That brings us to Allegra Fisher, a lead designer here at Moment. She’s worked with clients like American Express, Bloomberg, and Philips and previously was a designer for Third Ward, at Bureau Blank, and earlier in her career, a work scholar at Aperture. While all that experience has contributed to Allegra’s serious design and consulting chops, so have her side projects. She helped create the identity for a friend’s designer menswear brand, is designing a forthcoming cookbook of recipes from a Syrian refugee, is an avid reader, and regularly attends the ballet.

In addition to all of that, once a year, Allegra finds time to design and print a new letterpress calendar edition. As a designer and strategist that primarily works with and creates digital tools, Allegra says it’s cathartic to work with paper and ink. To find out more about Allegra’s calendar project, we asked her a few questions and to share a some photos.

How long have you been creating your calendars?

2017 is my sixth year of letterpress calendars.

The first calendar for 2012 was a set of four prints for winter, spring, summer, and fall. Each season had a pattern I designed and the months were displayed in a fairly traditional format. Since 2013 though, I’ve done the full year on a single sheet at the same size. I’ve become more playful with what gets identified, like the days of the week. For example, 2014 had the months in vertical columns that were aligned to the days of the week. For 2016 I bolded every Sunday even though the days all flowed together and for 2017 there are no markers or indicators of the days of the week.

What’s your fascination with calendars?

I am interested in time, especially the discrepancies between how we experience it and how we record it. Over the years the calendars have become more abstract and less useful as a tool, in contrast to how we use calendars every day. If you are interested in learning more about the history of our calendar, this is a good place to start.

Detail views of a few of the calendars.

I am also interested in repetition so an annual project has been a great way to challenge myself to find new ways to visualize the same content. Hanne Darboven has been a big inspiration to me. Right now I have no plans to ever stop making calendars and I would love to continue to explore ways to mark time — making a clock is a dream project of mine.

Allegra on press in 2016.

As a designer that mostly works digitally, why’d you choose letterpress?

I learned letterpress in college and have always enjoyed the process. An annual project gives me a fun way to continue to print now that I am less connected to it in a day-to-day way.

What’s driven you to keep it going for so many years?

I give out the calendars as gifts to family and friends every year. This past year I was a little behind schedule on finishing them and a few people reached out concerned that there wouldn’t be another calendar. It means a lot to me that friends have saved the collection as it grows and look forward to the next one each year.
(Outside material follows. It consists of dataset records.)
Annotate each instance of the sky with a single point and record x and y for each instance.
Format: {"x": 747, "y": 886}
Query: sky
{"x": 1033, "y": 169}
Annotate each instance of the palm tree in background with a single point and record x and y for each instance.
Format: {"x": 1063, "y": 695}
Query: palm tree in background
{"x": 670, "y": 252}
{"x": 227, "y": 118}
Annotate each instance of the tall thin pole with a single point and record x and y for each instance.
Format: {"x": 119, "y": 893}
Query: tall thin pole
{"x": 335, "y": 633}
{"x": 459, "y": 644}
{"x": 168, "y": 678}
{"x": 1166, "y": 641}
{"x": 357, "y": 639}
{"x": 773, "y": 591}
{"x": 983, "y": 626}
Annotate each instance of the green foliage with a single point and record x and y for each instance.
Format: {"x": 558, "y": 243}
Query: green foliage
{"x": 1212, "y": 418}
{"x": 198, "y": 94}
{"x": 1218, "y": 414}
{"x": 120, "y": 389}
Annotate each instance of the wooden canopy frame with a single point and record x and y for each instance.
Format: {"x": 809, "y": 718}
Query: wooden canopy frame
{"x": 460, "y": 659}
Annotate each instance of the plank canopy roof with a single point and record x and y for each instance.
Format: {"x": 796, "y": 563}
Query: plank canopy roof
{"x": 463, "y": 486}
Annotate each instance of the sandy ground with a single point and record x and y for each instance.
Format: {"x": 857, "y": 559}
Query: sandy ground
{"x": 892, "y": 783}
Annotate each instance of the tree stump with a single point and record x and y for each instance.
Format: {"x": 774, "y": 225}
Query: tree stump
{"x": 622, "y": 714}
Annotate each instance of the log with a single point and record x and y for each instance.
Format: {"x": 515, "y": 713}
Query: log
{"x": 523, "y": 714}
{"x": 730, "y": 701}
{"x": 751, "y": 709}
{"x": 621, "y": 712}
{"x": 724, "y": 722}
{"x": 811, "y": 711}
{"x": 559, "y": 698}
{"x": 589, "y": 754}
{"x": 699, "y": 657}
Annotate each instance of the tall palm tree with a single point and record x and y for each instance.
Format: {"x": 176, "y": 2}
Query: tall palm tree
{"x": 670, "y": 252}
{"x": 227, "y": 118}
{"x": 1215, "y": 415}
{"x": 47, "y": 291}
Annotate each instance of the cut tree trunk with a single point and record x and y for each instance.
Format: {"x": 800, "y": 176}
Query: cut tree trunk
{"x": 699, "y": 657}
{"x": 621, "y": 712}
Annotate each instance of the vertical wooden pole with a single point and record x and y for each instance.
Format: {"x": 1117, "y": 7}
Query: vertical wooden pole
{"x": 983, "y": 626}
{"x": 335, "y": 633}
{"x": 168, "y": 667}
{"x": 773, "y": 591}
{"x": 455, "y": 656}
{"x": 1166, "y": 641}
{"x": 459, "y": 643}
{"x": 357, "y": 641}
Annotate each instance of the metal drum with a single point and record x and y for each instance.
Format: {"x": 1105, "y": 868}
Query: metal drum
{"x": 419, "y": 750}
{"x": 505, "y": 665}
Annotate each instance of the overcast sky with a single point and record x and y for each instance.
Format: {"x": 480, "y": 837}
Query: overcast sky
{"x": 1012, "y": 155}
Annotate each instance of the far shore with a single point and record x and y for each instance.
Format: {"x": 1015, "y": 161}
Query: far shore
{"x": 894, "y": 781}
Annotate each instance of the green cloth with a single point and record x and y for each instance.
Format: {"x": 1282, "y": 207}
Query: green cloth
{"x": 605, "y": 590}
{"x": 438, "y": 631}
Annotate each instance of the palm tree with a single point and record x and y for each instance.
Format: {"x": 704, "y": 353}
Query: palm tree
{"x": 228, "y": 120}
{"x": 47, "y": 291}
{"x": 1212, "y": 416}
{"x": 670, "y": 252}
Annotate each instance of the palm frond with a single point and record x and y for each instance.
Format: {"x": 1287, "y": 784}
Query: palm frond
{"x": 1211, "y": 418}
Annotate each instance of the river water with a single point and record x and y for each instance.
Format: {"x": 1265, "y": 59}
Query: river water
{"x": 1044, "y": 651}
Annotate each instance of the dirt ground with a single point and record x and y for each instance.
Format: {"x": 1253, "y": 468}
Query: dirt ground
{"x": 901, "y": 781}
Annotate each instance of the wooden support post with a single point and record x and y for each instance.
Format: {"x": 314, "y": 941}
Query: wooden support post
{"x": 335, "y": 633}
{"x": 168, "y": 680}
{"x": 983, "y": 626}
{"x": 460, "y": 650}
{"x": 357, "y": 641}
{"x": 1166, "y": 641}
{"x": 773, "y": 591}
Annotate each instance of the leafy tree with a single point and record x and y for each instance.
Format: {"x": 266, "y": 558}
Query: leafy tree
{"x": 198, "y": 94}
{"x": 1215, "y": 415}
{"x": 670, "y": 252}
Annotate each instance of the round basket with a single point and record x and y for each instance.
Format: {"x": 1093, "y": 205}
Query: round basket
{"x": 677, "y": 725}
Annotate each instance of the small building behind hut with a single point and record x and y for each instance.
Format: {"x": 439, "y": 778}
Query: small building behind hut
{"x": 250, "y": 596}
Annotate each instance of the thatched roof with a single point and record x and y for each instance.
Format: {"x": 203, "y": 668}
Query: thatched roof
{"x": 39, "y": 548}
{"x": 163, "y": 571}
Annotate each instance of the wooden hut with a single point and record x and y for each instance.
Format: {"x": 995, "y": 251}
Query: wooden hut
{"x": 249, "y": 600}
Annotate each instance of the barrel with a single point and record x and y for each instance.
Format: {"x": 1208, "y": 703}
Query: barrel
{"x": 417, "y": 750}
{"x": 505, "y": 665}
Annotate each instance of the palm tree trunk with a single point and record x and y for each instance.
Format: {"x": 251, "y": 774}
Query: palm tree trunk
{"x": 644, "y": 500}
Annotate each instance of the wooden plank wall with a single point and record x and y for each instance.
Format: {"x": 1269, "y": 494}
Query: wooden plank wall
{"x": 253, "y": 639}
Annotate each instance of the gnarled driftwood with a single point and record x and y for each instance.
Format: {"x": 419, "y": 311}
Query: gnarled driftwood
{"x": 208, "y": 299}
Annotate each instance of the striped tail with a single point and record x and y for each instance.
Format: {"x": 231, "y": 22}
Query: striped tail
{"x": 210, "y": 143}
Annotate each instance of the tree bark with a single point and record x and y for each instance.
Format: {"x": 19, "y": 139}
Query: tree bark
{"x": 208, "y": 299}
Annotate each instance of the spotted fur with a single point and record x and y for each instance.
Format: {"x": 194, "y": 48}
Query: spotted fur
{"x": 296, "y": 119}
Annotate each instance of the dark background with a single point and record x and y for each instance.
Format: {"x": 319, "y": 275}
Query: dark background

I love going over to friends’ apartments and seeing how they choose to display them. Some have them framed, some pinned up on the refrigerator, some circle important dates like their kid’s birthday, or some show them all side by side. I love the range of how they get displayed or used.

A few of Allegra’s calendars pinned up in a team room at Moment.

Allegra’s calendars aren’t currently for sale. Your best bet is to befriend her, or, better yet, become her co-worker (Moment is hiring) and she might just pencil you in for 2018.